Question

Align and trim thousands of genes

0

Entering edit mode

3.9 years ago

sankadinesh ▴ 20

Dear All, I have 20000 ASVs obtained from multiple studies with gene sizes ranging from 200 to 320. I would like to do multiple alignment and trim unaligned portion just like MEGA. Please suggest me a suitable software and protol to do it. Thanks

Regards, Dinesh

alignment gene sequencing next-gen • 945 views

ADD COMMENT • link updated 3.9 years ago by Mensur Dlakic ★ 28k • written 3.9 years ago by sankadinesh ▴ 20

0

Entering edit mode

Two trimming program options included in this answer: A: How to clean multiple protein sequences alignement in order to make a phylogenic

ADD REPLY • link 3.9 years ago by GenoMax 147k

score 0 · Answer 1 · 2021-01-01

Generally speaking this is a straightforward task, but we lack information from you regarding the details. That's why my suggestions will be general, but it should be a good enough starting point for you to adapt to your specific needs.
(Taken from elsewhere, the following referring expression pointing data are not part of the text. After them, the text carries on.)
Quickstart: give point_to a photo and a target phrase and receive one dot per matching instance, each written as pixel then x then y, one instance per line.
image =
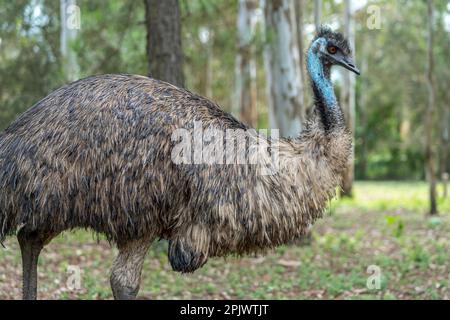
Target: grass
pixel 384 228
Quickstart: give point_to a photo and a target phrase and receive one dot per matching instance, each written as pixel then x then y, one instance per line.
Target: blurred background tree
pixel 224 50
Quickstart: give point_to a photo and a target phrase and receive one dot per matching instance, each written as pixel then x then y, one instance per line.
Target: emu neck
pixel 325 99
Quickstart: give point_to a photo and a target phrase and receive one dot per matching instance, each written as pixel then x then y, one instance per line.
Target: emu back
pixel 96 154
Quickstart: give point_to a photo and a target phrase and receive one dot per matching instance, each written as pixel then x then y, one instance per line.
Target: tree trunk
pixel 362 103
pixel 282 68
pixel 164 51
pixel 348 98
pixel 70 23
pixel 245 63
pixel 317 13
pixel 429 124
pixel 445 147
pixel 299 7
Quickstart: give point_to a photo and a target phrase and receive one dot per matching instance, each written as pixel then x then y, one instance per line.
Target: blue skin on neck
pixel 316 72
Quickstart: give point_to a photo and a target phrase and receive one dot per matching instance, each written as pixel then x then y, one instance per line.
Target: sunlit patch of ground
pixel 384 227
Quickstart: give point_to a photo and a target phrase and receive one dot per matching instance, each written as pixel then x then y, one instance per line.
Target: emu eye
pixel 332 49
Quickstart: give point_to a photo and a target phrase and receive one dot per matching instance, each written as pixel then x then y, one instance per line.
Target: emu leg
pixel 31 244
pixel 127 267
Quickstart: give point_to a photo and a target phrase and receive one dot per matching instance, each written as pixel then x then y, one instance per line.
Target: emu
pixel 97 154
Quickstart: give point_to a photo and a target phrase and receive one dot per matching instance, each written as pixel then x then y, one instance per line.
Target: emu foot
pixel 184 258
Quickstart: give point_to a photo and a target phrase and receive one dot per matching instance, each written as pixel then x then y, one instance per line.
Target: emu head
pixel 333 49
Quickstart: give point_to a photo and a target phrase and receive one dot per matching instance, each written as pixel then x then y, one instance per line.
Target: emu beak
pixel 348 63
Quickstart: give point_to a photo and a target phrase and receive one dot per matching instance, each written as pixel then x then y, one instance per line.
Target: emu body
pixel 97 154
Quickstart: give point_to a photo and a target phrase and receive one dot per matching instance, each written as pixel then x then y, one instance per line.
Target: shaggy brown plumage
pixel 97 154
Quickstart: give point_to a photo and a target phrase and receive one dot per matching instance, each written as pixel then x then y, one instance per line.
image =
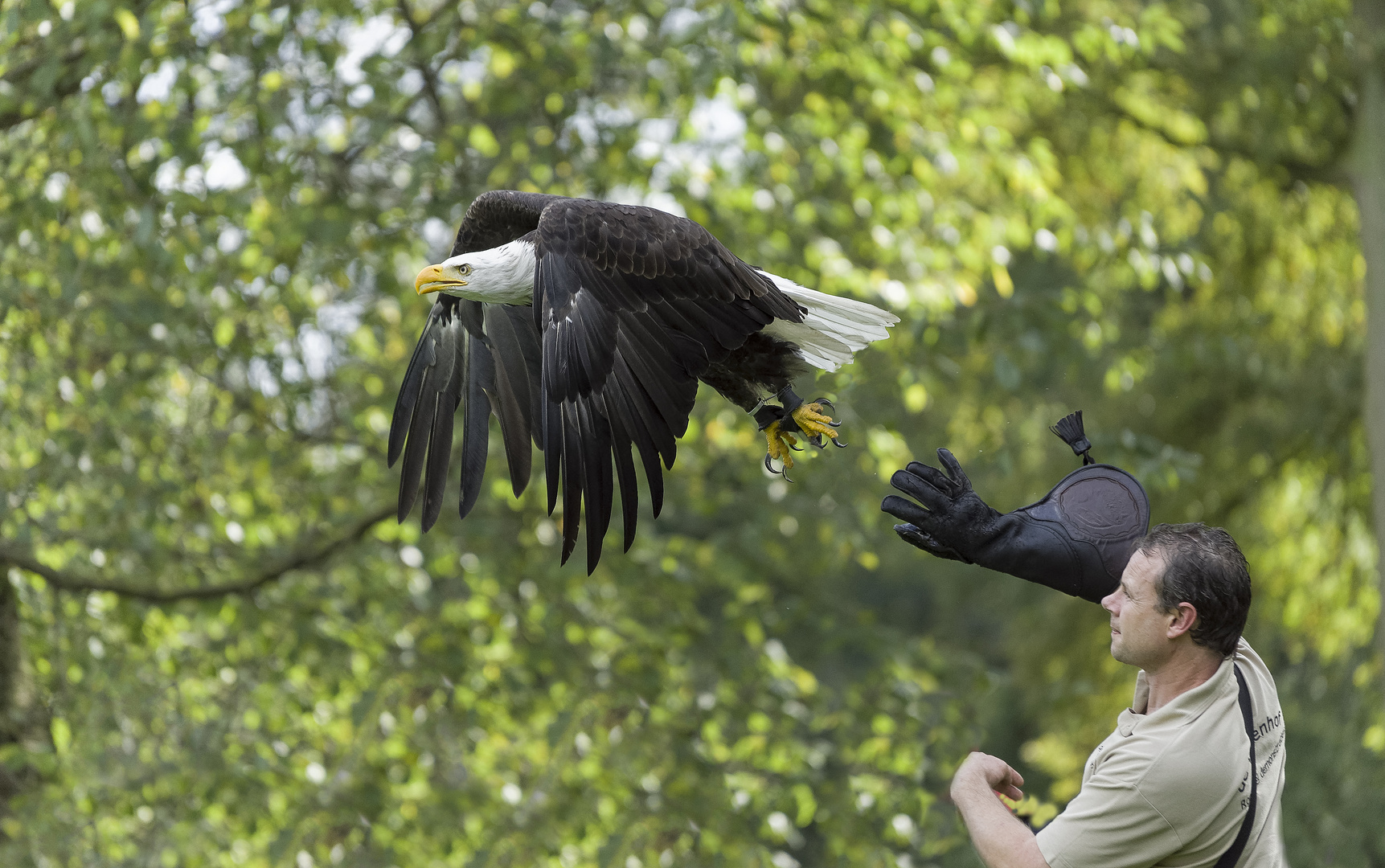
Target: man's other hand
pixel 1000 837
pixel 994 773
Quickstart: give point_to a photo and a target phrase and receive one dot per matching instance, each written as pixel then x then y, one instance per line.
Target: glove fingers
pixel 955 469
pixel 919 538
pixel 935 478
pixel 921 489
pixel 904 510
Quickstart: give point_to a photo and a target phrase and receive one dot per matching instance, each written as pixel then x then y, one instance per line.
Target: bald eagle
pixel 630 308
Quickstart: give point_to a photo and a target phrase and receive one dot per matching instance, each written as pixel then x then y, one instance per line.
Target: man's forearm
pixel 1000 839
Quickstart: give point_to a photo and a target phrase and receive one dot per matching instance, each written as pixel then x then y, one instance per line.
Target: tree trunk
pixel 1366 166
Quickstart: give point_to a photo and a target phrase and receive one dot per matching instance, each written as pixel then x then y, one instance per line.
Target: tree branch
pixel 301 559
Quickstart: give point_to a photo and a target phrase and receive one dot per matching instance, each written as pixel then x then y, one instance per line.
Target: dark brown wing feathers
pixel 632 305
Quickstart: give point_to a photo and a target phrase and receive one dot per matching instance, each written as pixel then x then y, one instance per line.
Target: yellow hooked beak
pixel 436 277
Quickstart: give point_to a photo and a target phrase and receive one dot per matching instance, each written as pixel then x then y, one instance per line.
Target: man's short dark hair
pixel 1205 568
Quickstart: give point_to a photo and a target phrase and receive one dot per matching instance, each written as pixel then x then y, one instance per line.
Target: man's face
pixel 1139 628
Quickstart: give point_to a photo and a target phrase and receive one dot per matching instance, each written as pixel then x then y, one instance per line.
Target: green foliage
pixel 211 219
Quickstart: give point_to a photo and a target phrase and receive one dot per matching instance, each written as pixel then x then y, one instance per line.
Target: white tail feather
pixel 833 329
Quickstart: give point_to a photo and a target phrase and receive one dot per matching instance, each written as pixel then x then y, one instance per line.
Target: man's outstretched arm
pixel 1000 839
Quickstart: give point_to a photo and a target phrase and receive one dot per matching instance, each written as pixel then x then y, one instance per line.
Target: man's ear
pixel 1182 619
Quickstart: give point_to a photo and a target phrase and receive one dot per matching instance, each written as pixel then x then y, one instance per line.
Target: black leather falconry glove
pixel 1076 540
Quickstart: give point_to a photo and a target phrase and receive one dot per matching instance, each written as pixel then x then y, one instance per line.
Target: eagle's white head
pixel 502 276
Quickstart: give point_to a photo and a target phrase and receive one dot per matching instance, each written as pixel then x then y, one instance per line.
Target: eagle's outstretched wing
pixel 634 305
pixel 484 356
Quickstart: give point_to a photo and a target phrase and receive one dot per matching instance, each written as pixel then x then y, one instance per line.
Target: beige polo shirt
pixel 1170 788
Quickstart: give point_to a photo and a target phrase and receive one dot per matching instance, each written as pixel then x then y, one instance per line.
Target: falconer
pixel 1194 770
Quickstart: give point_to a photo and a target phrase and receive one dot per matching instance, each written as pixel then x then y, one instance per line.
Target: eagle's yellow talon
pixel 779 444
pixel 813 421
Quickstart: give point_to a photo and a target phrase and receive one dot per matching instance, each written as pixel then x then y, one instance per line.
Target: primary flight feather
pixel 630 308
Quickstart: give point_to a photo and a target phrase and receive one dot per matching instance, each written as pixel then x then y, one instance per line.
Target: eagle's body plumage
pixel 630 306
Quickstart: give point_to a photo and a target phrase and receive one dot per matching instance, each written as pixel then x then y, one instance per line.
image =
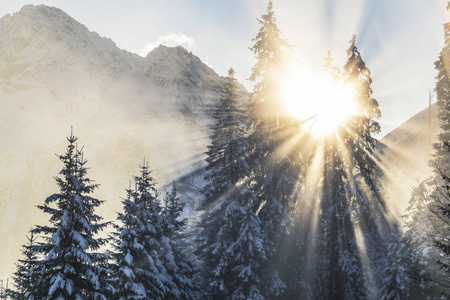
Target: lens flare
pixel 325 103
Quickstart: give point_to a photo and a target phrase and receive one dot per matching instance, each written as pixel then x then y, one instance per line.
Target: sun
pixel 323 103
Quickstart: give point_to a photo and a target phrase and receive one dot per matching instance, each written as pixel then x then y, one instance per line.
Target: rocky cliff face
pixel 54 74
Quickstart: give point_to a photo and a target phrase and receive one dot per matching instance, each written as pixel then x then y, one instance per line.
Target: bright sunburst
pixel 325 103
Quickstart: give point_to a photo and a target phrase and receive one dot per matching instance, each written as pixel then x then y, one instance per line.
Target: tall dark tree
pixel 353 220
pixel 440 195
pixel 26 278
pixel 138 265
pixel 72 267
pixel 273 173
pixel 179 265
pixel 230 236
Here is a simple C-shell script that will do this (bash script would be fairly similar):

foreach i ( *.fasta )
mafft --maxiterate 1000 --localpair --thread 8 --nomemsave $i > $i:r.afa
trimal -in $i:r.afa -out $i:r.trimmed.afa -gt 0.5
end

This assumes that all your starting files are in the same directory and have a .fasta extension. Alignments are done with mafft in comprehensive mode (slowest), but you may want to choose a different program (clustalw, clustalo, muscle, etc). After that each alignment (ending in .afa) is trimmed with trimal such that all columns with more than half gapped positions are removed (resulting in .trimmed.afa files). This may or may not be what you want, so you should look up other available trimming option.

The whole script probably need not be longer than 3-4 lines like above, though you will probably want to adjust the exact commands. Lastly, I suggest you consider how to speed up the whole thing by utilizing most or all of your CPUs, and at that point it becomes a waiting game.